1. Get null percentage of columns

def get_null_percentage(df):
  count = df.isnull().sum()
  percent = (df.isnull().mean() * 100).round(2)
  summary = pd.DataFrame({'count': count, 'percentage': percent})

  return summary[summary["count"] > 0].sort_values(ascending=False, by="percentage")

2. Get zero percentage of columns

def get_zero_percentage(df):
  count = df.eq(0).sum()
  percent = (df.eq(0).mean() * 100).round(2)
  summary = pd.DataFrame({'count': count, 'percentage': percent})

  return summary[summary["count"] > 0].sort_values(ascending=False, by="percentage")

3. Remove Outliers for one column

3.1 using IQR

def remove_outliers_by_iqr(df, column):
    q1 = df[column].quantile(0.25)
    q3 = df[column].quantile(0.75)
    value = q3 - q1
    lower_value = q1 - 1.5 * value
    higer_value = q3 + 1.5 * value

    return df[(df[column] < higer_value) & (df[column] > lower_value)]

This might end up with an empty DataFrame if all or a significant portion of your data points are considered outliers and removed. e.g.,

We can use z-score to solve it.

3.2 using Z-Score

def remove_outliers_by_zscore(df, column_name, z_threshold=3):
    # Calculate the Z-scores for the specified column
    z_scores = (df[column_name] - df[column_name].mean()) / df[column_name].std()

    # Filter out rows where the Z-score is greater than the threshold
    return df[abs(z_scores) <= z_threshold]

4 Get extreme distribution columns

def check_extreme_distribution(df, threshold=0.95):
  extreme_columns = []
  for column in df.columns:
    mode_value = df[column].mode().iloc[0]  # first value, it is also the most contributed value
    mode_percentage = (df[column] == mode_value).sum() / len(df)

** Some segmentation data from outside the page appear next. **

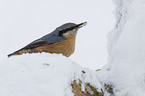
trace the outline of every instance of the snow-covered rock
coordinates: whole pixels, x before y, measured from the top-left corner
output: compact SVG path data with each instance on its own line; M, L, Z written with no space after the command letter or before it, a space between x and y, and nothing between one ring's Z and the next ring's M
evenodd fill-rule
M105 75L115 96L145 96L145 0L114 1L117 23L108 35L108 63L98 76Z
M0 61L0 96L73 96L74 80L101 88L94 73L62 55L13 56Z
M116 25L108 34L102 70L82 68L62 55L14 56L0 61L0 96L73 96L75 80L82 91L90 84L87 90L96 88L104 96L145 96L145 1L114 2Z

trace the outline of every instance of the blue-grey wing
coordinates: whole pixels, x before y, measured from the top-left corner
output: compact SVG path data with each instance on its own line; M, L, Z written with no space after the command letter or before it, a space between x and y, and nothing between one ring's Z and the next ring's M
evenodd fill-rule
M58 43L62 40L66 40L65 37L62 36L53 36L51 34L45 35L40 39L37 39L35 41L33 41L32 43L28 44L27 46L24 47L24 49L32 49L32 48L36 48L39 46L44 46L44 45L51 45L54 43Z

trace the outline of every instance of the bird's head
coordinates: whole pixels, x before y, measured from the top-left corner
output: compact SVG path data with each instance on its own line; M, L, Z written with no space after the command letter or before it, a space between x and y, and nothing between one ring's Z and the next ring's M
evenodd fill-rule
M66 23L58 27L57 30L59 31L60 36L65 36L66 38L69 38L71 36L75 36L78 29L85 26L86 24L87 22L83 22L80 24Z

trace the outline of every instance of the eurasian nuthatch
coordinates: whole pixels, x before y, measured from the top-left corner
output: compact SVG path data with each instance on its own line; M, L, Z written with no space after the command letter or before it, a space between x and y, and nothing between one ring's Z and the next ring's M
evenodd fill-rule
M86 25L87 22L80 24L66 23L56 28L52 33L47 34L40 39L37 39L22 49L9 54L8 57L13 55L21 55L23 53L62 53L69 57L75 49L76 33L79 28Z

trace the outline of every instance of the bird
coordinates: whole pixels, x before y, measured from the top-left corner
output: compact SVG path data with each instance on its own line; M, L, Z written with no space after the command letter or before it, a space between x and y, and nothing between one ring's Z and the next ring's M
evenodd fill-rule
M23 53L56 53L69 57L75 50L75 39L79 28L87 22L80 24L65 23L57 27L53 32L34 40L25 47L8 54L8 57L22 55Z

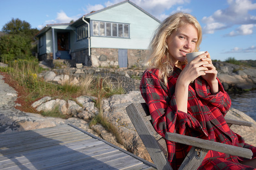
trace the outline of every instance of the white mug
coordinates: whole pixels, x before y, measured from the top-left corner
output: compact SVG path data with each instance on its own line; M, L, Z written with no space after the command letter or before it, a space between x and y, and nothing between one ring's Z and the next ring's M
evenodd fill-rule
M205 52L205 51L198 51L198 52L194 52L193 53L188 53L186 55L186 57L187 57L187 60L188 60L188 62L189 63L191 61L192 61L195 57L202 54L204 54ZM205 56L205 57L206 57ZM204 58L205 58L204 57Z

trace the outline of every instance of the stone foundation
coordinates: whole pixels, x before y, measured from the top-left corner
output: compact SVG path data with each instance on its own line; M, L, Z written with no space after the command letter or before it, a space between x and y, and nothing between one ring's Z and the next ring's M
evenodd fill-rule
M88 49L72 52L71 59L75 60L77 63L82 63L83 65L92 65L89 59Z
M147 60L148 50L128 50L128 68L142 68Z
M91 55L93 67L118 67L118 49L92 48Z
M143 68L147 60L147 50L128 49L127 57L128 68ZM91 59L89 58L88 49L72 52L71 59L76 63L94 67L118 68L118 49L92 48ZM39 56L39 60L52 62L52 53L45 54Z
M92 48L92 65L95 67L118 67L118 49ZM147 50L128 50L128 68L143 67Z

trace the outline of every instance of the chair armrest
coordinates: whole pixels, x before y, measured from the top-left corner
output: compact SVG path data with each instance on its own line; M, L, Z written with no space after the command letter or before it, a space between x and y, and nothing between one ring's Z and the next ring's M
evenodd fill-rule
M246 126L249 127L252 127L253 125L253 123L247 122L246 121L238 120L235 120L234 119L225 118L225 120L227 124L233 124L233 125L241 125L243 126Z
M252 152L248 149L222 144L174 133L166 132L165 139L174 142L251 159Z

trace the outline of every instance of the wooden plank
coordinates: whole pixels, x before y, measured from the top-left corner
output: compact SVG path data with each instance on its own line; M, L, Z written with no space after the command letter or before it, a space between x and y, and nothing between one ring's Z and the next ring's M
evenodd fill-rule
M194 170L197 169L201 165L202 162L206 155L209 150L205 149L202 149L201 158L198 159L195 157L196 151L195 147L192 147L189 152L182 164L179 168L179 170Z
M114 152L111 152L108 154L102 154L95 157L88 156L87 158L83 158L77 160L77 161L73 162L66 162L65 164L59 164L59 165L52 166L45 169L45 170L62 170L63 169L73 169L73 170L84 170L87 168L92 169L94 169L94 167L98 165L104 166L106 168L108 166L105 162L111 161L113 160L124 157L128 157L128 155L122 153L120 151ZM87 158L87 159L86 159Z
M253 123L247 122L246 121L235 120L234 119L225 118L225 120L227 124L237 125L243 126L246 126L249 127L252 127L253 126Z
M108 167L111 167L112 169L118 170L123 170L125 168L133 167L143 164L143 162L138 160L134 159L134 158L131 156L120 158L120 159L117 159L114 160L112 160L111 161L104 162L104 163ZM94 166L93 168L97 170L106 169L105 167L102 167L102 165L100 165L96 166ZM91 168L89 167L84 169L84 170L89 170L90 169L91 169Z
M59 134L56 134L54 135L43 136L36 133L31 132L31 135L28 136L20 136L17 137L10 137L8 140L4 140L2 141L0 140L0 142L3 142L0 145L0 148L1 147L11 147L19 145L23 145L24 144L29 144L36 142L40 142L45 140L51 140L51 138L56 140L58 139L65 139L65 138L73 138L75 136L83 135L83 134L81 132L77 131L77 132L62 132ZM88 138L90 138L87 136Z
M248 159L251 159L252 156L251 150L248 149L176 133L166 132L165 133L165 139L175 142Z
M96 140L96 141L95 141ZM83 148L80 147L79 148L75 150L73 148L70 148L67 146L56 146L54 147L51 147L50 148L45 148L44 150L41 151L33 151L31 152L25 153L24 152L16 154L16 155L8 155L5 158L5 160L1 159L0 160L0 165L2 165L3 164L7 164L10 162L15 162L15 161L18 161L20 162L26 159L26 158L31 158L30 159L30 160L33 162L36 161L40 161L42 160L46 160L51 158L51 156L53 155L59 155L61 154L67 154L72 152L79 152L86 154L87 155L91 154L92 153L94 155L95 155L97 154L99 154L97 152L101 152L99 154L101 154L102 153L104 153L104 151L106 152L110 152L109 149L112 148L110 146L103 143L102 141L97 141L95 140L93 142L94 145L91 145L90 146L83 146ZM100 143L100 144L99 144ZM117 150L115 149L114 150ZM9 159L7 159L7 157Z
M156 169L152 166L145 166L144 164L140 164L139 165L133 166L132 167L126 168L123 170L156 170Z
M4 143L3 143L3 142L10 142L10 141L14 141L17 139L20 139L20 138L24 139L32 139L33 137L36 138L37 136L42 135L43 135L44 136L50 137L54 136L55 135L65 134L67 134L67 132L70 132L70 133L81 133L81 132L79 132L77 130L70 130L71 128L70 127L65 127L64 126L63 127L63 129L62 129L62 130L60 130L59 128L56 128L56 130L54 130L54 129L52 129L51 130L50 129L51 131L47 131L48 129L48 128L44 128L44 130L43 131L41 130L40 131L40 133L39 133L39 132L37 132L37 131L38 131L37 130L28 130L26 131L20 132L20 133L10 133L8 134L4 134L4 135L1 135L1 139L0 139L0 146L5 144ZM82 133L81 133L81 134L82 134ZM12 138L10 138L10 136L11 136Z
M127 151L121 148L113 147L113 144L109 145L104 140L97 139L91 134L88 135L89 133L85 133L82 130L69 125L69 127L65 126L63 127L66 130L72 130L66 131L66 134L65 132L58 134L54 131L54 128L50 128L50 132L47 132L46 129L39 130L40 133L51 136L51 138L46 137L43 135L38 136L38 133L34 131L22 133L23 135L18 135L18 134L12 134L13 136L19 136L21 138L20 140L22 142L19 144L11 143L10 145L15 145L14 147L5 147L0 150L0 154L2 154L0 155L0 169L10 170L83 170L90 165L92 169L95 169L94 167L99 164L100 166L113 169L111 166L108 165L109 162L116 165L117 168L119 169L118 166L124 166L125 164L120 164L120 160L123 159L123 161L122 161L126 162L125 158L132 158L126 160L126 161L130 159L133 160L130 165L132 162L139 162L143 168L150 167L150 165L143 164L143 161L138 160L143 160L141 158L138 160L136 158L136 156L133 157L133 154L128 154ZM59 128L58 127L56 129ZM29 135L32 140L28 140L27 136L25 136L25 134ZM5 136L11 138L12 136ZM38 139L35 136L41 139ZM19 140L19 138L16 139ZM118 160L120 160L119 161L118 161ZM136 164L134 165L136 166Z
M62 145L53 145L45 148L41 148L33 150L26 150L25 151L15 153L11 154L8 154L5 155L2 155L0 157L0 162L4 160L10 159L17 159L17 157L20 156L20 155L26 155L31 157L40 157L43 155L48 155L50 154L51 152L57 153L58 150L66 151L65 149L68 148L69 149L73 150L78 151L89 152L95 151L95 148L101 150L109 149L111 148L111 146L106 145L103 142L95 140L94 139L88 139L85 141L74 142L72 143L67 144L63 146ZM93 149L94 150L92 151Z
M142 115L148 115L140 104L132 103L126 111L158 169L172 170Z
M3 150L1 155L21 152L26 150L32 150L37 148L43 148L50 145L61 145L61 143L85 140L88 139L87 136L81 135L76 139L65 139L65 140L49 140L41 142L33 143L28 145L24 144L9 148L8 150Z
M77 129L77 130L78 130L81 131L82 132L84 133L85 134L87 134L87 135L89 135L90 136L92 136L92 138L94 138L94 139L97 139L97 140L99 140L102 141L103 141L104 142L105 142L106 144L108 144L108 145L110 145L110 146L112 146L112 147L114 147L114 148L117 148L117 149L118 149L118 150L121 151L122 152L123 152L123 153L126 153L126 154L128 154L128 155L130 155L130 156L133 157L133 158L135 158L135 159L137 159L137 160L139 160L141 161L142 162L143 162L144 164L145 164L145 165L148 165L151 166L152 166L152 167L154 167L154 168L156 168L156 167L155 167L155 165L154 165L154 164L152 163L151 162L149 162L149 161L147 161L147 160L144 160L144 159L142 159L142 158L140 158L140 157L138 157L138 156L135 155L134 154L132 154L132 153L130 153L130 152L128 151L127 150L123 150L123 149L122 149L122 148L120 148L120 147L118 147L118 146L117 146L115 145L114 145L112 144L112 143L110 143L110 142L107 142L107 141L106 141L106 140L102 140L102 139L101 139L101 138L99 138L99 137L97 137L97 136L96 136L94 135L92 135L92 134L90 134L90 133L88 133L88 132L87 132L86 131L84 131L84 130L81 130L81 129L79 129L79 128L78 128L77 127L76 127L76 126L74 126L74 125L70 125L70 124L68 124L68 125L70 125L70 126L72 126L72 127L73 127L74 128L76 128L76 129Z
M107 151L106 152L106 150ZM67 162L76 162L77 160L86 160L91 159L93 157L97 156L101 157L107 156L106 155L114 154L115 153L119 151L116 149L115 150L99 150L88 154L77 152L71 149L66 150L65 152L52 152L51 154L48 154L41 157L34 157L33 156L28 156L25 155L19 159L15 159L12 161L1 162L0 167L5 168L12 167L18 164L32 164L33 166L37 169L42 169L51 167L52 165L62 165ZM97 152L99 152L98 153ZM122 153L123 154L123 153ZM104 156L102 156L104 155Z

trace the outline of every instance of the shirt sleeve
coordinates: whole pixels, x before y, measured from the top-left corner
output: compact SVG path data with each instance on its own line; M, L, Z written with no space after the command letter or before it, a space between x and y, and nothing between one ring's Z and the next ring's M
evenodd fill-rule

    if mode_percentage >= threshold:
      extreme_columns.append(column)

  return extreme_columns

5 Get same percentile columns

def get_same_percentile_columns(df, value):
    column_stats = df.describe()
    return column_stats.columns[(column_stats.loc['min'] == value) & 
                                            (column_stats.loc['25%'] == value) & 
                                            (column_stats.loc['50%'] == value) & 
                                            (column_stats.loc['75%'] == value)]

We can use it to check the columns that all percentiles are 0:

get_percentile_same_columns(df, 0)